AFS: There are so many, and they all build on each other. I will have to go the typical route here and say The Haunting of Hill House by Shirley Jackson, just to get that out front. You can’t ignore or deny its influence on the genre and the power it still carries to this day. The idea that a place can possess you has always haunted me. For THE HANDYMAN METHOD, I think I wanted to show the home as a site of betrayal, a place that is supposed to protect you and fails to live up to its end of the bargain.
NC: As I said in my side of the acknowledgments, yeah, the haunted house has a hundred variants, a hundred mothers and fathers. I feel like over all the edits, I almost backed us into The Shining, one of my favorite haunted house stories. The idea was to make it more domestic. The initial story was just a guy alone out at this house, fixing it up – give him a wife, a child – and, for me, I ended up feeling comfortable going with my own family unit at the time: my wife, my son, myself and a daughter on the way. So my own family mimics the Torrances, without the axe-murdering. But then, I could have as easily based it on the family from Burnt Offerings, another excellent haunted house book with the exact same family dynamic.
THE HANDYMAN METHOD is a possession-via-algorithm story for our time. Are there ways in which this book can be a paranormal cautionary tale for readers?
AFS: I’m definitely haunted by the parasocial relationships people develop with streamers or podcasters. The idea that you can “know” someone you’ve never met but have experienced as a curated viewing experience, whether it’s TikToks, reels or long-form videos, is wild to me and points to a deep, hungry desire for connection that exists in a lot of us. Handyman Hank is like that in this novel, a comforting voice who provides answers that our lead, Trent, wants to hear. Confusing a product for reality is what really haunts me.
NC: Andrew’s answered that adroitly. You young whippersnappers with your Tikky-Tokkys and so forth and so on…
Finally, what’s next for both of you – future books on the horizon, either together or separately?

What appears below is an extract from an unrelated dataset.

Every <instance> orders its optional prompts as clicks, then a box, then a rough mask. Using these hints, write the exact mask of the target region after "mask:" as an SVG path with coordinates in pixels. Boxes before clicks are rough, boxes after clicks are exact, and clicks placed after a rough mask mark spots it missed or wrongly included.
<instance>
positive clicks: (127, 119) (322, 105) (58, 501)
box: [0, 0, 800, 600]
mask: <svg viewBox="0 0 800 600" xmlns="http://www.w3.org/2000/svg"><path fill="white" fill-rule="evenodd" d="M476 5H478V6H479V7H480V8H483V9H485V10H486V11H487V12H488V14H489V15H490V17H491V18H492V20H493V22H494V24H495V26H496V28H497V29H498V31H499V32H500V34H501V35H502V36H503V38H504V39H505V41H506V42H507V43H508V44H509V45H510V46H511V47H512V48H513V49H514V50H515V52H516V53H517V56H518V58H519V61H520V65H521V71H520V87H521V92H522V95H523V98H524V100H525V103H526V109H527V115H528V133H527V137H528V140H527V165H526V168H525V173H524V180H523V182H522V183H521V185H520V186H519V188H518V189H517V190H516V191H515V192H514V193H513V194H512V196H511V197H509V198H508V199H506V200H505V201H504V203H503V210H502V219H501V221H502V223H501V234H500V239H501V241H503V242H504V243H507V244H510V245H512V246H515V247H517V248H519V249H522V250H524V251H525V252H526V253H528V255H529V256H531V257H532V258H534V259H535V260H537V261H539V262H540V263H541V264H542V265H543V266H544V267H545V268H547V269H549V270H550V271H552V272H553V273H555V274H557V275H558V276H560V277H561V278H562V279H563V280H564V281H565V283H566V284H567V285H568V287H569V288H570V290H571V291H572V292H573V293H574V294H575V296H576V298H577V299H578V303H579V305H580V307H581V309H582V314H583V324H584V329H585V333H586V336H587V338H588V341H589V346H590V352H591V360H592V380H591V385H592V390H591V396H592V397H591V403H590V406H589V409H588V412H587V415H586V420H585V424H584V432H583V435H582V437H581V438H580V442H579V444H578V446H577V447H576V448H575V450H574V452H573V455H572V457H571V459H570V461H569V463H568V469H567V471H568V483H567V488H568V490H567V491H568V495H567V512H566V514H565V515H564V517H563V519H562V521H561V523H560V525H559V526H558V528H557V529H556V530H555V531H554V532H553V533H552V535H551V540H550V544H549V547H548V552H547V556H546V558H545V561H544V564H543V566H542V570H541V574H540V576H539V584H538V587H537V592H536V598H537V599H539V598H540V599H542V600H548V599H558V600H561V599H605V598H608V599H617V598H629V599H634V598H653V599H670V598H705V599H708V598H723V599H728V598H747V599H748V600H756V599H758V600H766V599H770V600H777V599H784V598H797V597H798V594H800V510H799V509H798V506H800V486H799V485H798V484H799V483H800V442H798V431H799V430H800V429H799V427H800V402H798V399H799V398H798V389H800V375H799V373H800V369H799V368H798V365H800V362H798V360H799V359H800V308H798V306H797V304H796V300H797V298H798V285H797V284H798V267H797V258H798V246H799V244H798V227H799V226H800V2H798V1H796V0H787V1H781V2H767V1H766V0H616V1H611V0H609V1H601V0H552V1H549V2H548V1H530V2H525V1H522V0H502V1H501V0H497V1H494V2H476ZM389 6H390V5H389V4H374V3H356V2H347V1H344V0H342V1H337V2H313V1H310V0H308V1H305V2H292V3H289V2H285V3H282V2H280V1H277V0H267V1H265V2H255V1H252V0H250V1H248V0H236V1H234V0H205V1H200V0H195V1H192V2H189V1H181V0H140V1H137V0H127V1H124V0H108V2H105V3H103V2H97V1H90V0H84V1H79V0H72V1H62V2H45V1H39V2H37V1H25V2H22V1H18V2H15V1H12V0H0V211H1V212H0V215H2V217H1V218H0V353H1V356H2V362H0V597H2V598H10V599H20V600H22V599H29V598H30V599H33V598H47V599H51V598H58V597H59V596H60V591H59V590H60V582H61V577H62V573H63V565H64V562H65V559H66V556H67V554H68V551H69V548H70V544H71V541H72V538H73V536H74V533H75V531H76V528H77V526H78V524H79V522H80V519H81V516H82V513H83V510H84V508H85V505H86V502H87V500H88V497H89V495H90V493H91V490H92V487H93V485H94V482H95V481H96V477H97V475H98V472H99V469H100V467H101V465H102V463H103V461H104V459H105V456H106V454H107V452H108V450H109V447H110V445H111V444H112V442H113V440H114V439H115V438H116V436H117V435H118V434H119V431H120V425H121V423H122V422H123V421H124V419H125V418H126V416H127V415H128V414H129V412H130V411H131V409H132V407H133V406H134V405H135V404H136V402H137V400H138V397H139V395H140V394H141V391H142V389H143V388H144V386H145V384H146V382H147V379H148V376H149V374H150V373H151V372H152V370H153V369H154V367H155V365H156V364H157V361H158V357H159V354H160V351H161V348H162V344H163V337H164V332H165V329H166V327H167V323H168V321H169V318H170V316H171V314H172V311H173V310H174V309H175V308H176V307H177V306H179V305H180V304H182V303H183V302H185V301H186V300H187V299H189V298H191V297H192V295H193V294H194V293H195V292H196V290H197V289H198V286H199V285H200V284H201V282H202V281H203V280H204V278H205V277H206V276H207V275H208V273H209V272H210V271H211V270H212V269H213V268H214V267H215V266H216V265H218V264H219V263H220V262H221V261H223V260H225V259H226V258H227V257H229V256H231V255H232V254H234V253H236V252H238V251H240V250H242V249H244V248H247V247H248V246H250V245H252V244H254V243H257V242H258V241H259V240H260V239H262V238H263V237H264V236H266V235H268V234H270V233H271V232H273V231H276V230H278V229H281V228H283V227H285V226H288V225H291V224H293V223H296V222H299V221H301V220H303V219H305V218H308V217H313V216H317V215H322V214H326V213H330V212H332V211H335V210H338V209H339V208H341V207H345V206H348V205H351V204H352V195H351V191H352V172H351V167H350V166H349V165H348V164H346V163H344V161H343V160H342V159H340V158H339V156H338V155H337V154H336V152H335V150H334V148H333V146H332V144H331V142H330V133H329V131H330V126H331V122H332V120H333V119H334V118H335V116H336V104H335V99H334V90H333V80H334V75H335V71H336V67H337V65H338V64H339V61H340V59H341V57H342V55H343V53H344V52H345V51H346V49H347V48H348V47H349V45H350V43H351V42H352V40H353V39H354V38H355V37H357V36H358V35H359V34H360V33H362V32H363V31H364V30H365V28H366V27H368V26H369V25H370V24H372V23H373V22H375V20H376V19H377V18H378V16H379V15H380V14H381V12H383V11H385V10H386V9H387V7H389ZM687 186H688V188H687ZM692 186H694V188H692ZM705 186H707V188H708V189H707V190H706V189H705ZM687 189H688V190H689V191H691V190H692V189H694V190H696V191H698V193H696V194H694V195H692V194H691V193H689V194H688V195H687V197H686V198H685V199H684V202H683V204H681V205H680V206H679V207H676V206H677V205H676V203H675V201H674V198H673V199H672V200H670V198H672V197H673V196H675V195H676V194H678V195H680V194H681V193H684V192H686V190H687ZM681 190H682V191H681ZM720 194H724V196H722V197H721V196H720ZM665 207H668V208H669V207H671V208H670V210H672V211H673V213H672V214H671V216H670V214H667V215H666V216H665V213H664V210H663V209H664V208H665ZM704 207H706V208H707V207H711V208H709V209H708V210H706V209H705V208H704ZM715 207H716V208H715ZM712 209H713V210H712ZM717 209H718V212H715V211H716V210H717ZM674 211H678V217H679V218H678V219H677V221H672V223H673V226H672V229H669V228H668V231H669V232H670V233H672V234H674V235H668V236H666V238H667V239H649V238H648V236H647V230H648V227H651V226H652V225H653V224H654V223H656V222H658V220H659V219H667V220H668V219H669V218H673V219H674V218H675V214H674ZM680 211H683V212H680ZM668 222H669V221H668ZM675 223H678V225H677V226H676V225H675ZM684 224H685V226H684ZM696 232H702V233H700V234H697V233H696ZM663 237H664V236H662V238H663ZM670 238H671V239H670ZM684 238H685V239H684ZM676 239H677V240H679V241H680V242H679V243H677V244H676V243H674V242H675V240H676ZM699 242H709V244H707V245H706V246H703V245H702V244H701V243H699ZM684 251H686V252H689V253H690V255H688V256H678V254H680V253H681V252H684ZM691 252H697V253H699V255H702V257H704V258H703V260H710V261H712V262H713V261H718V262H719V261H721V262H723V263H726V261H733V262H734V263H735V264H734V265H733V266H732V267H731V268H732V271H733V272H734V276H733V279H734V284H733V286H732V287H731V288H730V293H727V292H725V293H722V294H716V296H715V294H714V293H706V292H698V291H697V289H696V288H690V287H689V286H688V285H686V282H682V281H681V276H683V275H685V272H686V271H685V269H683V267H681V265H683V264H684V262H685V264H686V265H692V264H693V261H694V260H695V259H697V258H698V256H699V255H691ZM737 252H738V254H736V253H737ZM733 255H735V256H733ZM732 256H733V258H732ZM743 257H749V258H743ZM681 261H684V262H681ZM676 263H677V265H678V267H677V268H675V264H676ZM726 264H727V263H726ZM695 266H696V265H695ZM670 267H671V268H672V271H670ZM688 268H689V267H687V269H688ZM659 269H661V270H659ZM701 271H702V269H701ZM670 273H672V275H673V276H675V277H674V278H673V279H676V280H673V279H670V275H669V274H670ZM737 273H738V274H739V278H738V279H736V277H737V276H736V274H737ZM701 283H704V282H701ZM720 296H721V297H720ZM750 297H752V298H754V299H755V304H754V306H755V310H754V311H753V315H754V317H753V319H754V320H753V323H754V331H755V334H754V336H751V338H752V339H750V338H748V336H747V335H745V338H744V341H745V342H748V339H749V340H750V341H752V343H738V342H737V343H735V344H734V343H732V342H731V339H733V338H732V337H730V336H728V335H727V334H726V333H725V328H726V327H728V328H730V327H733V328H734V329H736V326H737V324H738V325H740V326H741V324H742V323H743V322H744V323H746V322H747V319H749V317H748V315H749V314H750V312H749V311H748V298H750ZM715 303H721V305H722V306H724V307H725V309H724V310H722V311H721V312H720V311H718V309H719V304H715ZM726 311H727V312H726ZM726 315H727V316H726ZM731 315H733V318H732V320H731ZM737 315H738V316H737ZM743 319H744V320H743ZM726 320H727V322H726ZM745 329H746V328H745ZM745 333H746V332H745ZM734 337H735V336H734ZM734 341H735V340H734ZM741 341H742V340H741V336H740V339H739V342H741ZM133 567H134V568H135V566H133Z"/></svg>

AFS: We will probably do another one of these together. I think there are still ideas we want to explore as a unit. I’ve had a pretty crazy year with this book and my other novel The Marigold released back in the spring. Two books in a year can wear you out. I will probably continue exploring my obsessions with entropy, decay and generative rot in my fiction. I want to write another big book about state capture and generational wealth – what hoarding money does to a person’s brain. It can’t be anything good.
NC: Yes, I hope to once again purloin the rich and fertile loam of Andrew’s psyche for my own personal gain someday quite soon. Until then, I’m happy to let those ideas gestate in his very thoughtful, very hirsute head.